- Occupation: Human rights defender
- Employer: Amnesty International (2017–2022) ;

= Oksana Pokalchuk =

Ukrainian lawyer and human rights activist

Oksana Pokalchuk is a Ukrainian lawyer and human rights activist who headed the Ukrainian section of Amnesty International from 2017 to 2022.

==Education==
Pokalchuk graduated with a Master's Arts degree in law at Academy of Advocacy of Ukraine in 2009. She later started a PhD studying gender identity law at the Kyiv University of Law.

==Legal and human rights roles==
In 2008, Pokalchuk started LGBT and other human rights work as a lawyer at the NGO Insight. Around 2015, she was an assistant lawyer at the European Court of Human Rights.

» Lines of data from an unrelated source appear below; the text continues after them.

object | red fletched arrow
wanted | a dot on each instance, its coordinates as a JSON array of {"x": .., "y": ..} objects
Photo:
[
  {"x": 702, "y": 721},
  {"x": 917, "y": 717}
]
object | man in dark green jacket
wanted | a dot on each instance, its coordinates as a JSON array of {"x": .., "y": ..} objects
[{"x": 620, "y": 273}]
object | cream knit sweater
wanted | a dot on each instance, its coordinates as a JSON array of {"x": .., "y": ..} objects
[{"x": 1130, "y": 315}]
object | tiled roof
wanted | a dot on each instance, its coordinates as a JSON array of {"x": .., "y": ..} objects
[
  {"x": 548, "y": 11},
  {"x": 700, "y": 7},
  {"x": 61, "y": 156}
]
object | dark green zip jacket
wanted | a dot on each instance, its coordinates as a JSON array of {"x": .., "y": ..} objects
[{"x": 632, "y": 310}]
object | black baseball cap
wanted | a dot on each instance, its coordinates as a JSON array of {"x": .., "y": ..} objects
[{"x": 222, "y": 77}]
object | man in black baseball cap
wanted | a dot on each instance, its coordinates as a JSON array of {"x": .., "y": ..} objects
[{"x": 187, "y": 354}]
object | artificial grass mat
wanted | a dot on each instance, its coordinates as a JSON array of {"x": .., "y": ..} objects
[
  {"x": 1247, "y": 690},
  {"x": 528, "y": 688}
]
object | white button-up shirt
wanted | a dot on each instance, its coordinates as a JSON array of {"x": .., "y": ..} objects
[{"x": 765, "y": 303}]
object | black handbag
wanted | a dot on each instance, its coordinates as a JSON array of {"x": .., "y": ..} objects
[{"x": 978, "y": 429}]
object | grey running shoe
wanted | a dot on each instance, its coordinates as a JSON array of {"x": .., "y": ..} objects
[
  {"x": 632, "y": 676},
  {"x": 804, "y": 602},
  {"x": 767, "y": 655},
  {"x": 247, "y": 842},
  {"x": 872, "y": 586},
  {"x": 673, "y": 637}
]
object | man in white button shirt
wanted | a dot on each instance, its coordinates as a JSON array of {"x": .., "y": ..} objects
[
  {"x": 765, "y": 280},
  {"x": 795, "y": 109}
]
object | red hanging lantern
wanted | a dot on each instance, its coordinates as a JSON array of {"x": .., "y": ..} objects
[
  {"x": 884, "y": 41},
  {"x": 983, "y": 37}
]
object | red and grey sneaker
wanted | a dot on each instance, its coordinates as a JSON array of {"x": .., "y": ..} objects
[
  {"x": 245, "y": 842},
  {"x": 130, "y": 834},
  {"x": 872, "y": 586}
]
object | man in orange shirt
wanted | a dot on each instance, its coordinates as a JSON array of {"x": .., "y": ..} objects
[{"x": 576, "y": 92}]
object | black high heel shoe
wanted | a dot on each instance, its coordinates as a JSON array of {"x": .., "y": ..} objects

===Amnesty International===

Pokalchuk was the executive director of the Ukrainian section of Amnesty International starting in 2017. Following the 4 August 2022 publication by Amnesty International of a report on Ukrainian military usage of civilian areas, Pokalchuk stated that she would resign in protest. She stated, "I believe any work for the good of society should be done taking into account the local context and thinking through consequences. Most importantly, I am convinced that our surveys should be made thoroughly and with people in mind, whose lives often depend directly on the words and actions of international organizations." Pokalchuk did resign, as did several of her colleagues. Pokalchuk explained her reasons in The Washington Post on 13 August, stating her view that "the report's deepest flaw was how it contradicted its main objective: [f]ar from protecting civilians, it further endangered them by giving Russia a justification to continue its indiscriminate attacks." She described doubts about the report's validity in terms of international humanitarian law. In her judgment, Amnesty International Crisis Team researchers at the time had "exceptional training and experience in human rights, laws of war, weapons analysis" but "often lack[ed] [a] knowledge of local languages and context."

===Freedom of speech===
In 2017, Pokalchuk stated Amnesty International's view of Ukrainian decommunization laws as violating human rights, arguing that people should only have speech restricted for promoting violence, and not for "using symbols if the use of such symbols does not have the purpose of inciting violence or aggression".

===War crimes and gender-based violence===
In 2019, Pokalchuk stated that Russian authorities would not be able to prevent the International Criminal Court preliminary examination of possible war crimes that occurred in Ukraine starting with the Revolution of Dignity in late 2013 and early 2014 from proceeding through into a full investigation. She stated that Russian commanders at the highest military levels would be subject to prosecution if evidence of them giving orders to commit war crimes were found.

In 2020, Pokalchuk stated that Amnesty International had documented gender-based and domestic violence in eastern parts of Ukraine added to the stress of the war in Donbas. Eight cases of sexual violence against civilian girls and women by Ukrainian military forces were documented during 2017–2018. Pokalchuk said that women in the region "[didn't] feel safe – neither in public nor at home" and called for "swift and comprehensive legal reforms", based on consultations with survivors and women's groups, in order to protect the survivors of the violence. Shortly after the 2022 Russian invasion of Ukraine started, Pokalchuk predicted that the existing patriarchy in Ukraine would lead to worsening of sexual and domestic violence against women.

===Freedom of association===
Pokalchuk described the September 2021 arrest of Nariman Dzhelyal, deputy head of the Mejlis of the Crimean Tatar People, to be based on a fabricated case, stating that the prosecution was to prevent independent civil society from functioning in Crimea.